Data Camp Intermediate
When you make a list into a dictionary, what do you use for the strings?
' ' not " " I think. Unless I just had to use ' ' because that was a part of the two lists that I was combining into a dictionary.
Numpy Arrays handle how many data types?
1
.loc
No i in it so it is not techy. This one you just write out the names of stuff not the index. Because you are making it easy on yourself, you have to make it harder by using double brackets. listname.loc[["UN"]] But sometimes .loc only requires single brackets and idk why. Maybe it was because the list item was only 1 thing? Idk
3 most common types of booleans
and or not
How do you get the value/definition out of a dictionary?
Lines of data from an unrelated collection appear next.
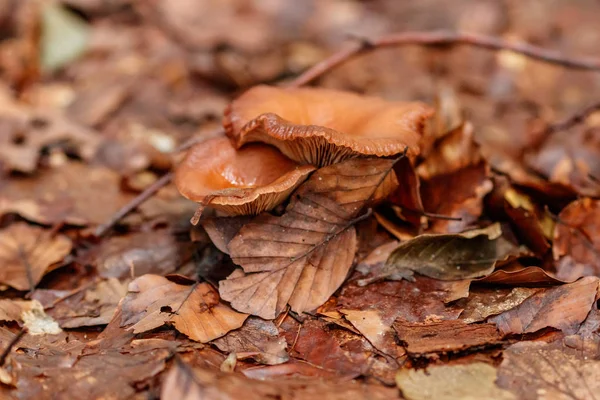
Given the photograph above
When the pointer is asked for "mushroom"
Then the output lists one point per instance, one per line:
(323, 126)
(238, 182)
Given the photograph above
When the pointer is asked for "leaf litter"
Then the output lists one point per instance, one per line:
(288, 286)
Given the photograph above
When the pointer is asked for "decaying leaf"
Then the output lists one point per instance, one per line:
(156, 252)
(194, 310)
(376, 329)
(416, 301)
(29, 314)
(448, 382)
(73, 193)
(186, 383)
(563, 307)
(538, 370)
(421, 339)
(27, 253)
(466, 255)
(577, 240)
(302, 257)
(483, 302)
(256, 339)
(90, 305)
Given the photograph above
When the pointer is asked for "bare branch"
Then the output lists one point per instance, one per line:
(448, 38)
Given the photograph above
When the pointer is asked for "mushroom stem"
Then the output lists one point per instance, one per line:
(448, 38)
For example, if Europe is your list and you want to know the capital of France, what do you do?
europe['france']
What is the difference between a line chart and a scatter chart?
A line chart has a line, a scatter plot just has the data points.
How to filter a panda series?
Access the column brics["areas"] listname["column_name"] Compare and store as a name brics["areas"] > 8 is_huge = brics["areas"] > 8 Subset the DataFrame brics[is_huge]
How can you remember what a key is?
By remembering that a key is basically a set of key value pairs (typically found in a dictionary based on the lesson but this verbage will probably also apply to a list and other things)
Mutable
Can change the contents after they are created.
Immutable
Cannot be changed
CSV stands for
Comma-separated values.
How do you label rows while also removing the automated row labels 0,1,2,3? Hint: pd.read_csv("path/to/brics.csv")
DataFrame_name = pd.read_csv('DataFrame_name.csv', index_col = 0) you add ,index_col = 0 to the end of the path so it exchanges the automated number labels into the names that you want.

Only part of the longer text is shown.